Artist: Lauren Gregory

Titles: Tussle, Girl Fight and The Beast with Two Backs

Curated by: Federico Acal and Benny Van den Meulengracht-Vrancx

Screening: January 16 – February 10, 2018

Year: 2017

Duration: Tussle: 5’12”, Girl Fight: 6’09”, The Beast with Two Backs: 5’52”

There is a thread in my animation work, an ongoing fascination with fighting: Tapout wrestling, mud wrestling, boxing, aggressively making out, and plain old arguing.  Tussle sprang from this exploration.  I painted it on a pane of glass on my desk, changing the painting and sliding the glass around as I went along snapping photos.  I used baby oil to keep the paint from drying and I can still smell it whenever I watch this one.  I made Tussle in preparation for the show “Painting as Film” at the Kunsthalle Darmstadt in Germany.

Next came Girl Fight, which I made in my animation cave during a residency at Budapest Art Factory during Fall 2017.  It was a stepping stone or almost a warmup to the final piece. In New York one month later, as I sat in my new cave painting The Beast with Two Backs, the news of Harvey Weinstein came. After that dam broke and a flood of news followed, I was forced to grapple with my own assault from over a decade ago. This piece became a fantasy of primal domination over my attacker, an alternate reality in which the woman is able to defend herself and come out unscathed. Even though she never quite gets away and the cycle continues, she still has some sense of agency over her fate.  I finished it last night and had a good cry.

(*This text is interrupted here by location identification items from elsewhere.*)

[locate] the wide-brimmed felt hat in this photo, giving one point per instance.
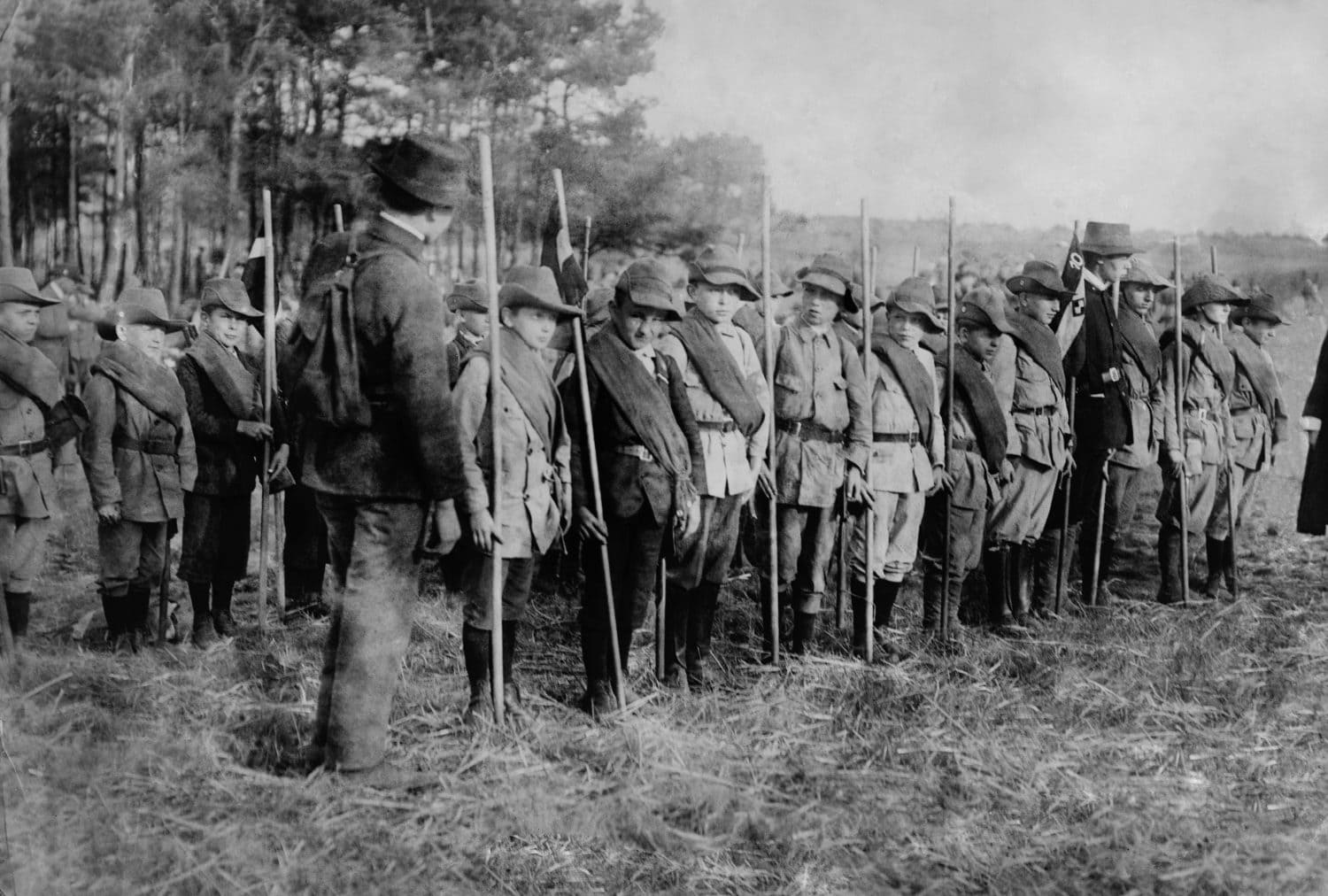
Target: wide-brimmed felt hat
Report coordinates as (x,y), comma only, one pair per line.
(19,286)
(647,283)
(1208,290)
(722,267)
(1102,238)
(428,170)
(833,274)
(138,305)
(778,289)
(1263,305)
(1142,271)
(984,307)
(534,287)
(228,294)
(913,297)
(1041,278)
(467,295)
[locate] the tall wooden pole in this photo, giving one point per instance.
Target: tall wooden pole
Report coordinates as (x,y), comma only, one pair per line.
(950,414)
(772,531)
(1181,474)
(592,455)
(490,273)
(870,516)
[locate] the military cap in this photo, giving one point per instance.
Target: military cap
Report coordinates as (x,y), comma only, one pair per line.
(1208,290)
(19,286)
(722,267)
(230,295)
(913,297)
(534,287)
(138,305)
(1262,305)
(430,172)
(833,274)
(645,282)
(1101,238)
(1040,278)
(1142,271)
(983,307)
(467,295)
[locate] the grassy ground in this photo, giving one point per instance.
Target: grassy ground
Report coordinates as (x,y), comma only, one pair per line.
(1139,750)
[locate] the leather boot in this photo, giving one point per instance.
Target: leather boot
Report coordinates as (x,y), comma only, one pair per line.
(858,598)
(1216,555)
(804,632)
(477,651)
(676,619)
(884,595)
(1169,559)
(18,604)
(513,704)
(1046,556)
(700,627)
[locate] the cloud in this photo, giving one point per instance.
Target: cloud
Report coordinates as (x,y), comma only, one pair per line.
(1174,114)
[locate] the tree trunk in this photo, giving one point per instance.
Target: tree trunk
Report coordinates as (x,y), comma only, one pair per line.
(112,265)
(73,239)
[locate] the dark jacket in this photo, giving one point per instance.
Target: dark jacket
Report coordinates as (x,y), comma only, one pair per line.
(1312,515)
(627,482)
(1102,417)
(228,462)
(409,452)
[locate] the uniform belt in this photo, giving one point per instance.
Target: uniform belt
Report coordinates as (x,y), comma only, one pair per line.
(151,446)
(807,430)
(719,425)
(635,452)
(24,449)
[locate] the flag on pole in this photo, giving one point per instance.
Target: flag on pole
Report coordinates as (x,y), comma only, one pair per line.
(1069,321)
(558,257)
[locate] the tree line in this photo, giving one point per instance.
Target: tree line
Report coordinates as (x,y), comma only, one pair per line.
(138,135)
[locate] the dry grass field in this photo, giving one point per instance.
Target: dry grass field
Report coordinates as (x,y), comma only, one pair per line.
(1131,750)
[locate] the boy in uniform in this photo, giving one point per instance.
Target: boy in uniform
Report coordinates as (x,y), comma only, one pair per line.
(138,454)
(534,507)
(32,400)
(907,452)
(223,392)
(977,457)
(1032,392)
(651,470)
(1141,367)
(822,440)
(469,300)
(1258,411)
(1195,446)
(725,388)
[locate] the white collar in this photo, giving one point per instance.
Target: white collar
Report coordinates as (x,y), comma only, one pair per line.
(404,226)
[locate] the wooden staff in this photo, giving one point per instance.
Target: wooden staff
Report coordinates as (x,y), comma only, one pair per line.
(1062,551)
(486,191)
(950,414)
(1181,474)
(870,521)
(772,521)
(1230,463)
(586,250)
(268,368)
(592,455)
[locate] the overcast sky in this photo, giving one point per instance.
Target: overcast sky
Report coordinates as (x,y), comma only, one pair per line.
(1163,113)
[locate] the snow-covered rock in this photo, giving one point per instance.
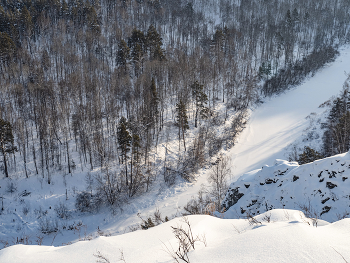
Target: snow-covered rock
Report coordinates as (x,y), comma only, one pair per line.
(321,188)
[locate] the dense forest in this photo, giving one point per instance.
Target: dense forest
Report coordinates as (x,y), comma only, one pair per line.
(103,83)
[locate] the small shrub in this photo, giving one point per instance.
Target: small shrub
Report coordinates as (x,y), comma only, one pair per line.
(84,202)
(47,226)
(186,242)
(62,211)
(11,188)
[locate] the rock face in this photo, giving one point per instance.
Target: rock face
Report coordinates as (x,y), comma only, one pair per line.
(320,187)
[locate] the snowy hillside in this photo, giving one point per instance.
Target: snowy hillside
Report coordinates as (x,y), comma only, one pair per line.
(320,189)
(276,236)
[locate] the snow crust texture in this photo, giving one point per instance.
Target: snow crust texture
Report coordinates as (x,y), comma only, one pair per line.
(287,237)
(320,188)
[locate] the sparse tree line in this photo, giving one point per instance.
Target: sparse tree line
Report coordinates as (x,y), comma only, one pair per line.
(336,137)
(107,81)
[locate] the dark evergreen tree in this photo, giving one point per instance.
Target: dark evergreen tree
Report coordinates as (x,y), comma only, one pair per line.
(182,121)
(6,142)
(7,47)
(124,139)
(123,55)
(201,100)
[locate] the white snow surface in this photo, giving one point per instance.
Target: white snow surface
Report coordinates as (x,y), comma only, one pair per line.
(288,237)
(320,188)
(272,128)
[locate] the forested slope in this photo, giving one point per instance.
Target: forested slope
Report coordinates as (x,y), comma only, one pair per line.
(134,92)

Brooklyn-based and Tennessee-raised, Lauren Gregory is a painter, animator, and music video director.  A third-generation southern female painter, she began by following in her mother’s and grandmother’s footsteps, often painting friends and family in quick one-sitting sessions.  Since earning her MFA from the School of the Art Institute of Chicago in 2009, Lauren’s work has developed into oil paint stop-motion animations – moving paintings in which thick impasto strokes appear to move before the viewer’s eyes – and music videos for international acts.  Her animations have screened at MoMA P.S.1, the New Museum, MOCA Los Angeles, and at museums and film festivals around the world.  Since 2010, Lauren has lived and worked in New York City, where she teaches animation at Parsons School of Design.